Some of the best conversations are when we share meals together. There is something about sitting around a table and sharing food with other people that tends to engage individuals and create space for everyone to share their thoughts. Grace seems to abound at the table and we seem to share our ideas and thoughts with the ability to hear others. Maybe it has to do with the rules of etiquette and hospitality.
Beginning on February 10, followed by March 10 and April 7, Pioneer Church will gather after worship to share a potluck meal. Over the course of three sessions, Pastors Juli and Liv, along with members of the church council, will facilitate difficult conversations around the issue of human sexuality. We will talk about church history, that of the larger United Methodist Church and our own history at Pioneer concerning human sexuality. We will talk about science, about Scripture, about real people. We will attempt to apply John Wesley’s quadrilateral of scriptural authority, experience, tradition, and reason as these pertain to human sexuality and the church.
Why should we care about human sexuality?
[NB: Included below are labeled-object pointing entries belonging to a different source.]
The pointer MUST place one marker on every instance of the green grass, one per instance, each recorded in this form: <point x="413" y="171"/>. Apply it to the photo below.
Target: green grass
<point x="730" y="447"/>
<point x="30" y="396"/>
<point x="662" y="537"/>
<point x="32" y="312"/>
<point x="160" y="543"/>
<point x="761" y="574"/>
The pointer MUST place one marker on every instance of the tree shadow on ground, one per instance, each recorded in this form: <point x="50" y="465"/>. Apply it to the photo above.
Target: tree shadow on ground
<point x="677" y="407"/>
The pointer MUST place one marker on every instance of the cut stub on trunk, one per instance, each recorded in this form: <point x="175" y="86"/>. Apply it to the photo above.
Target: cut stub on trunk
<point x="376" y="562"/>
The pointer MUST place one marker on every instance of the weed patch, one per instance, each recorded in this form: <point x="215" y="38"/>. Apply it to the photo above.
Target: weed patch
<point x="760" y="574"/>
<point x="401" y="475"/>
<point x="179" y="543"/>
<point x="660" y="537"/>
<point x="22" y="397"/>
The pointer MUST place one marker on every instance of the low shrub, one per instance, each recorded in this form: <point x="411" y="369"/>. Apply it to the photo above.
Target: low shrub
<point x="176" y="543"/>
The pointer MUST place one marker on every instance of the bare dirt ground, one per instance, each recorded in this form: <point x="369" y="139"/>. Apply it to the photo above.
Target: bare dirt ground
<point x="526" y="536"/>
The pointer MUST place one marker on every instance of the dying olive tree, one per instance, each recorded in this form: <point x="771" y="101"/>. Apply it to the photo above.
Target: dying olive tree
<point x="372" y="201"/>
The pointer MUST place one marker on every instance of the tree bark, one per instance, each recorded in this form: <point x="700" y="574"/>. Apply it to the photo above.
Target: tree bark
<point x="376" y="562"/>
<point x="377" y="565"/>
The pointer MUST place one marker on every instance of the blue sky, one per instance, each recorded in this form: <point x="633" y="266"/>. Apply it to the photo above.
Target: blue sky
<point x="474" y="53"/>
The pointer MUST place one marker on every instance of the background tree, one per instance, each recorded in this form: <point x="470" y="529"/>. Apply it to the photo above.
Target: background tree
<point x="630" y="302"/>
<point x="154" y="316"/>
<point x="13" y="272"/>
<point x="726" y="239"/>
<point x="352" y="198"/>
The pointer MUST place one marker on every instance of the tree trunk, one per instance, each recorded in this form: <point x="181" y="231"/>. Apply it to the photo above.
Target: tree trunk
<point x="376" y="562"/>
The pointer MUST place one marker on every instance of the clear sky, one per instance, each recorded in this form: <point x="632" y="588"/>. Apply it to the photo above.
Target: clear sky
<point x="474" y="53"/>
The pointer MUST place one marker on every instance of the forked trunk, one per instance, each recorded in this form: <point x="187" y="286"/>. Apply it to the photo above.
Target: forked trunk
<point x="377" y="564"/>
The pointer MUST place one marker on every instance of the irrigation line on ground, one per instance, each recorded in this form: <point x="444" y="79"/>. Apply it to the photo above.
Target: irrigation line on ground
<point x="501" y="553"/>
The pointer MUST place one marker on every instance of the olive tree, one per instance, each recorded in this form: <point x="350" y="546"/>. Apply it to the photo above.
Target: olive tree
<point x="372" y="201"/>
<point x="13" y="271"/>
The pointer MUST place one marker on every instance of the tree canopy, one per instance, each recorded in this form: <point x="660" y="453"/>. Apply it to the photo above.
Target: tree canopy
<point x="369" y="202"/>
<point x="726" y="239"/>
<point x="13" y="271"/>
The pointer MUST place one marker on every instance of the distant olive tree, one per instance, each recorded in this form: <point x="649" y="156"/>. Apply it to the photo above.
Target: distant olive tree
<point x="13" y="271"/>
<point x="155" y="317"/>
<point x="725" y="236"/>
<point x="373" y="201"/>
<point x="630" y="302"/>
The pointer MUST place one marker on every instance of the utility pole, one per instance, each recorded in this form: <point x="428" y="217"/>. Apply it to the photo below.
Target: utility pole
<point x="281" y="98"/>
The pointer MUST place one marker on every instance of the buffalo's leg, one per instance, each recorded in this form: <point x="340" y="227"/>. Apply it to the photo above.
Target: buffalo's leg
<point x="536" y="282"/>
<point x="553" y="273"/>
And particularly, why should we have to address this topic in church of all places? If you care about this church and the people here, you should care about the issue of human sexuality. If you care about the future of the greater Methodist church, you will want to learn about legislation being considered at the Special Session of General Conference, February 23-26, 2019. And, we are expecting you care about what all this could mean for your faith journey.
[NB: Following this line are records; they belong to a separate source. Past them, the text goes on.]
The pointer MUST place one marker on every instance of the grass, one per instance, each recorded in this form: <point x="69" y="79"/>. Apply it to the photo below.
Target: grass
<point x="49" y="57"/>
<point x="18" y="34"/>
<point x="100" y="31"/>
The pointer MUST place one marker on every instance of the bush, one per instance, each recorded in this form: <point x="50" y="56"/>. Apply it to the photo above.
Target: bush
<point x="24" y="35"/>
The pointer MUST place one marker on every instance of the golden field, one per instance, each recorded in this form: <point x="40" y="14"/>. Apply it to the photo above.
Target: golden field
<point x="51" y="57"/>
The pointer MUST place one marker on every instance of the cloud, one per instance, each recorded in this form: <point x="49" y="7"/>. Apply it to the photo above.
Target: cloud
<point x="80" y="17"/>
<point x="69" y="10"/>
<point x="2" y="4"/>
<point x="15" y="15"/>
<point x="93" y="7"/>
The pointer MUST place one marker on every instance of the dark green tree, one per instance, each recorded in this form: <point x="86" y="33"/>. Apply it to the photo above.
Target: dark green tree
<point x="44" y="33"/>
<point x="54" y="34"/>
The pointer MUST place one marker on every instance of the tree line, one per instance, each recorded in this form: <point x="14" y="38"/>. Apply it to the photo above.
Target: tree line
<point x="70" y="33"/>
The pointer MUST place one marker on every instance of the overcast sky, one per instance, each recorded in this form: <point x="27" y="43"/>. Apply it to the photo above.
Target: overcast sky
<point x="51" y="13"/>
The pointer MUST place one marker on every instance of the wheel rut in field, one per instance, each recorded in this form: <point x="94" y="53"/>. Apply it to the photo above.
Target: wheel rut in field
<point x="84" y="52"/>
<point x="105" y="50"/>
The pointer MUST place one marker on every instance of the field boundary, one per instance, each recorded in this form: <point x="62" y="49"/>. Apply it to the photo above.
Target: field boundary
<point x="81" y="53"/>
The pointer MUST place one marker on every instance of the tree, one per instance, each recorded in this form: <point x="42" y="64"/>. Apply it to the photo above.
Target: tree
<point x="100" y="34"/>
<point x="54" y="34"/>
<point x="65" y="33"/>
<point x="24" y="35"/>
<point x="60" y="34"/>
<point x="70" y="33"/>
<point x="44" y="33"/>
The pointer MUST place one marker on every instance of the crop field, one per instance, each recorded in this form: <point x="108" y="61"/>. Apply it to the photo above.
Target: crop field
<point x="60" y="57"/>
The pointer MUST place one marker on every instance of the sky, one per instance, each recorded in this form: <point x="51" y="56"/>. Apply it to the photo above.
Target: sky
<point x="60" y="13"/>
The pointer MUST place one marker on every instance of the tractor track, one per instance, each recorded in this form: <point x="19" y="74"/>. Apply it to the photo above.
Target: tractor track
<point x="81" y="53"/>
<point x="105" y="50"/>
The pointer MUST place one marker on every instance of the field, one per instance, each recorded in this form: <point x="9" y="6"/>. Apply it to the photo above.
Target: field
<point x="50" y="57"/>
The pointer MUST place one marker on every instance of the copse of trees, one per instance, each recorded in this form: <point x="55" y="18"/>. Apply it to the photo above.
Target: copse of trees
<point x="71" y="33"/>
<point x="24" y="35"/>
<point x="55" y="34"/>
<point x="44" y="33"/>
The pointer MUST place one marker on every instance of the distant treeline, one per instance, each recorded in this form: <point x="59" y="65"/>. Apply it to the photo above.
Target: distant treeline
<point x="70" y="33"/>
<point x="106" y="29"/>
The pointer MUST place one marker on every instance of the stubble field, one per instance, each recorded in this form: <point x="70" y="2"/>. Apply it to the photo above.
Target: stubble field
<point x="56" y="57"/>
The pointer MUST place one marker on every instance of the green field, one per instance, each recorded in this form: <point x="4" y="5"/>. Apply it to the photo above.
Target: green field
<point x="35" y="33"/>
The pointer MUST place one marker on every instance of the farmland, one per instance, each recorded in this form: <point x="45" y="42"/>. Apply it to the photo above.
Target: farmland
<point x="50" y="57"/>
There are dozens of pieces of legislation to be considered in St. Louis during GC 2019. All of the proposals being put forward boil down to two basic schools of thought. First, the Traditional Plan, and variations on that theme, would seek to enforce existing rules in the Book of Discipline concerning ordination of gays, lesbians, transgender, or queer candidates. The language “…homosexuality is incompatible with Christian teaching” would remain and clergy, conferences and bishops would be penalized or rebuked for not following the policies.
On the other hand, there are proposals that seek a middle way. Many of these ideas remove the “offensive language” from the Book of Discipline and allow individual conferences to decide about ordination and local churches whether they would accept a gay or lesbian pastor and same sex weddings. There are also proposals that would allow a clergy person to follow their own conscience about the issues. The plan endorsed by the majority of bishops as well as the Committee on the Way Forward is called the One Church Plan and has such provisions for “agreeing to disagree.”
We encourage you to come and learn, share your opinions, be open to other ideas, and decide where you stand. These table talks are not designed to change your mind as much as for you to understand the issues and what they might mean for our congregation. We hope you will join us. And, bring some food to share at the table of grace.